Recordemos que, inmediatamente después del desaguisado de la fruta prohibida en el paraíso terrenal, del que fueron protagonistas Adán, Eva y la no menos famosa serpiente, el Creador le pidió cuentas al hombre. Después de esconderse primero por no poder justificar la falta, a Adán se le ocurre la solución definitiva: «Señor, fue la mujer que me diste».

Listo. Se limpió él y le pasó la culpa a otro. Otra, en este caso. La cual, a su vez, la tiró más para adelante. La pelota siempre en la cancha contraria.

Responsables, o mejor dicho, culpables, los demás.

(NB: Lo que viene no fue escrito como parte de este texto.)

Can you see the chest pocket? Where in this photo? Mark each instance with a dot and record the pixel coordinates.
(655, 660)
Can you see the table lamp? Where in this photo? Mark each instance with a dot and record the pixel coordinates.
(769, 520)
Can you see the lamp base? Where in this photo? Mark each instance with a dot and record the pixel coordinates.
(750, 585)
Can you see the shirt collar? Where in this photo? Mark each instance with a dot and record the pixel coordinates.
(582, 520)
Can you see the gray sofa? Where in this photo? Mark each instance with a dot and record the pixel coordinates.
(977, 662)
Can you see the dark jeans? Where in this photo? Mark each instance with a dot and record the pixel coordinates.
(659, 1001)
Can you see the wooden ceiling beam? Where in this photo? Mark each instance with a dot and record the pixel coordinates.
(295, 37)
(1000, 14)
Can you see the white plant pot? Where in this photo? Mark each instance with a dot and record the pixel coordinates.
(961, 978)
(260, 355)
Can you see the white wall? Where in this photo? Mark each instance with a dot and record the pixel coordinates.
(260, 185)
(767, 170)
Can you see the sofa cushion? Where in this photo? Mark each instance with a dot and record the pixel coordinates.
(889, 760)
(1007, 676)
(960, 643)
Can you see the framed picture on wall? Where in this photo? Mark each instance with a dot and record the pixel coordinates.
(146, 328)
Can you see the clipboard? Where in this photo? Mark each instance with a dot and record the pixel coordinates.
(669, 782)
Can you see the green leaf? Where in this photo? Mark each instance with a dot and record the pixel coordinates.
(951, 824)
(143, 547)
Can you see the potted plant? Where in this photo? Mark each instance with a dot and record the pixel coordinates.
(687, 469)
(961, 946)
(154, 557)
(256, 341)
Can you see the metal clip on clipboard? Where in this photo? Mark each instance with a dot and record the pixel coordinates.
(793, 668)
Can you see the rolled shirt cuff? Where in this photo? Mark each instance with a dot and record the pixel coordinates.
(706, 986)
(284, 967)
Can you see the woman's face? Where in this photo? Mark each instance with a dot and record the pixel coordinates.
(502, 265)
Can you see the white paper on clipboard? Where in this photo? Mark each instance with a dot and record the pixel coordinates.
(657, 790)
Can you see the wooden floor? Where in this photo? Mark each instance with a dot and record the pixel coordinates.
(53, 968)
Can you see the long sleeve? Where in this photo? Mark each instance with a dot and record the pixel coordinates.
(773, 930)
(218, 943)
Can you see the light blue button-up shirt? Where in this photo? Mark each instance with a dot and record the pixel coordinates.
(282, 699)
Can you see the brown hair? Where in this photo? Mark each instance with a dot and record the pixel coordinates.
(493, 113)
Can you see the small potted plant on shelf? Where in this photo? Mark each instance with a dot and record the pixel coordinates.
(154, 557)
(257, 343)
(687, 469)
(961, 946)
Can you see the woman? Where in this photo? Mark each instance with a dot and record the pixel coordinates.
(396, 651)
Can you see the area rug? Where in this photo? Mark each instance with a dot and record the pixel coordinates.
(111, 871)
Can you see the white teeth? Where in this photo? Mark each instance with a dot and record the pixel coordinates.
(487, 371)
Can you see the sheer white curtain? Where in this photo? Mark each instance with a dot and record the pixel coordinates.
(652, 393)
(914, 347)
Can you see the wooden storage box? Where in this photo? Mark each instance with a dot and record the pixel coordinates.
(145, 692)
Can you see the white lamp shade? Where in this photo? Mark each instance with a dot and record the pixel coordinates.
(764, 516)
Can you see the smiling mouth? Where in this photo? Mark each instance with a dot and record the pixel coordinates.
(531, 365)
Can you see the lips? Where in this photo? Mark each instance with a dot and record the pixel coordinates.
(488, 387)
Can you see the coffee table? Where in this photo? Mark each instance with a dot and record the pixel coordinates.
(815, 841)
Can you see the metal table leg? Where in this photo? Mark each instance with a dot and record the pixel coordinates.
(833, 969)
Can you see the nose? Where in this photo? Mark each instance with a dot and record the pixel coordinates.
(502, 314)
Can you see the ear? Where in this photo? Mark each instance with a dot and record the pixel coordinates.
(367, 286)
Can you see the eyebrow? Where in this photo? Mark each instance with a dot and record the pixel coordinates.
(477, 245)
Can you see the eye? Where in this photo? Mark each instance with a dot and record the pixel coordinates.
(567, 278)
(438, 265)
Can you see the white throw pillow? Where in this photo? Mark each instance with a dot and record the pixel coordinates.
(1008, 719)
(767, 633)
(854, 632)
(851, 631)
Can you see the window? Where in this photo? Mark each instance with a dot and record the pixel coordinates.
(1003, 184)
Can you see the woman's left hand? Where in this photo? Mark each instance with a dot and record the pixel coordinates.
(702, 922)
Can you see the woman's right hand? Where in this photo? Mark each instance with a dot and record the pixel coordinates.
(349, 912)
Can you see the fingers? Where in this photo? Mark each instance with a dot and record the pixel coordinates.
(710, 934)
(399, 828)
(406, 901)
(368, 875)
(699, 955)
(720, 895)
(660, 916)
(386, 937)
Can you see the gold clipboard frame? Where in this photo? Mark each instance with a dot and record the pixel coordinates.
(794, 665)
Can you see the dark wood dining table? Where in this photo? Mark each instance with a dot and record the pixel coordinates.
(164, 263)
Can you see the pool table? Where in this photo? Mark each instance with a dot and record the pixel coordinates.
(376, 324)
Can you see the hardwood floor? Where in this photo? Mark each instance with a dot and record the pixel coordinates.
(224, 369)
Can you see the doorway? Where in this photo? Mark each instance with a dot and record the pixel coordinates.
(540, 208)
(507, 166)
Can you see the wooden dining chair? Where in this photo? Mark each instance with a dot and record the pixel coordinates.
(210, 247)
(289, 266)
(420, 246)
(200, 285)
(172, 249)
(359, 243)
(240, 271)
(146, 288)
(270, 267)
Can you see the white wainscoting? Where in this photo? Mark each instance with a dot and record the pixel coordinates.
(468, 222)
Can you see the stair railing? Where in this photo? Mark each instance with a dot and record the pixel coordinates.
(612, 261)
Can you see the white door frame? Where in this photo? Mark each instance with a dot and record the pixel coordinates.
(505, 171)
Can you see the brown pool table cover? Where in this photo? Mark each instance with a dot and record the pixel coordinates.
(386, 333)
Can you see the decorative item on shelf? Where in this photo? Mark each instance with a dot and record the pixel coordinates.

Esto es así porque somos los descendientes directísimos de Adán, el primer humano creado. Sin lugar a la más mínima duda. No por aquello del apellido Pérez, como se ha considerado en el pasado, sino por la increíble capacidad que tenemos de querer limpiarnos de pecado echándoles la culpa a otros. El caso es no quedarse nunca con ella. Razón tienen los españoles cuando dicen que esa señora, doña Culpa, permanece soltera. Y es que hay que ser valiente para dar el sí y aceptarla.